Caribbean
- First edition cover
- Author: James Michener
- Language: English
- Genre: Historical
- Publisher: Random House
- Publication date: 1989
- Publication place: United States
- Media type: Print (hardback)
- Pages: 672pp.
- ISBN: 0-394-56561-4

= Caribbean (novel) =

Novel by James A. Michener

Caribbean (1989) is a historical novel written by James A. Michener, which describes and explores the history of the Caribbean region from the pre-Columbian period of the native Arawak tribes until about 1990.

The author mixes fact and fiction, as he notes in the foreword. For example, the story about the island of All Saints is purely fictional, though the book's map shows it as an island in the location of Saint Lucia.

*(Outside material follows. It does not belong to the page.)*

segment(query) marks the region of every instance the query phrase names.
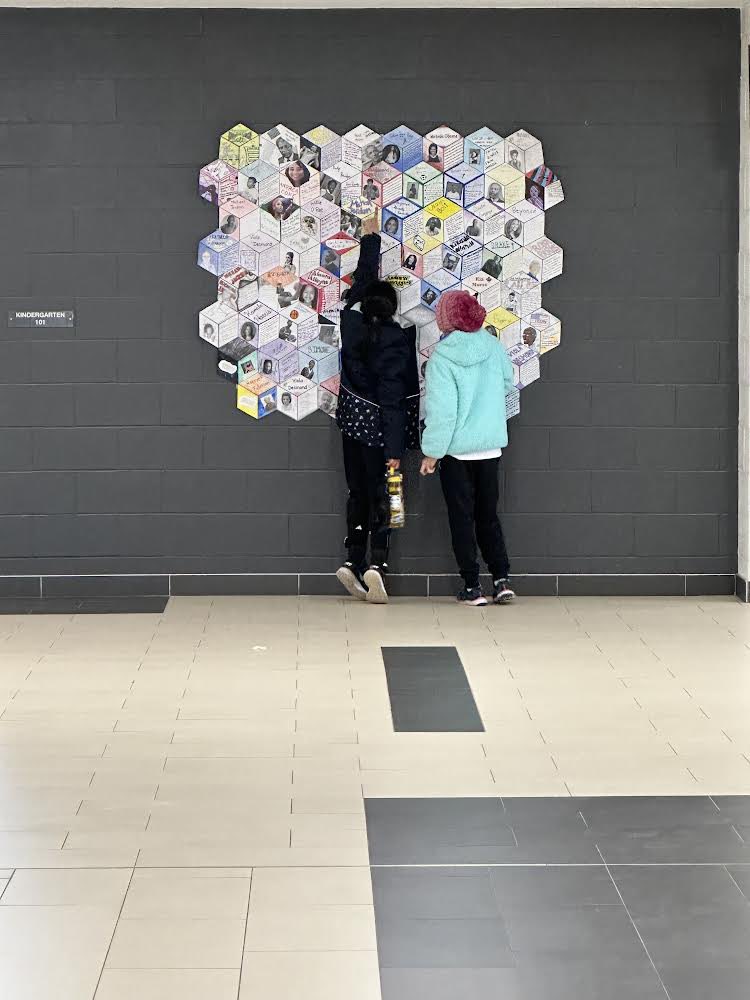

In researching the book, Michener traveled the Caribbean for three years and consulted over 400 books.

==Chapter Summary==
1. A Hedge of Croton: the invasion of the Caribs in the Arawak homelands.
2. Death of Greatness: the classic Mayan Period.
3. Christopher Columbus in Hispaniola: the trial of Christopher Columbus after his ruthless rule of Hispaniola.
4. The Spanish Lake: the adventures of Sir Francis Drake.
5. Big Storms in Little England: history of Barbados.
6. The Buccaneer: stories of Henry Morgan and English privateers.
7. The Sugar Interest: a fictional story that revolves around the island St. John's and the Caribbean sugar monopoly.
8. A Wedding on Nevis: the accounts of Horatio Nelson.
9. The Creoles: a history of Guadeloupe, a French colony.
10. The Tortured Land: Haiti and the Haitian Revolution.
11. Marshal Law: the Morant Bay rebellion and following legal battle between John Stuart Mill and Alfred Tennyson.
12. Letters of Introduction: a fictional account of "All Saints Island" and a Caribbean perspective of the pre-World War II relationship between United Kingdom and Germany.
13. The Scholar: a fictional story of a young Trinidadian scholar who leaves the University of West Indies to stay in Miami shortly after the Cuban exile wave of immigration.
14. The Rasta Man: a fictional story of a young Rastafarian whose travels to All Saint's Island revolve around the Caribbean obsession over the sport of cricket.
15. Twins: a fictional story of two Cuban refugees returning to Cuba, which culminates in their meeting with Fidel Castro.
16. The Golden Sea: a character meets descendants and other characters from previous chapters.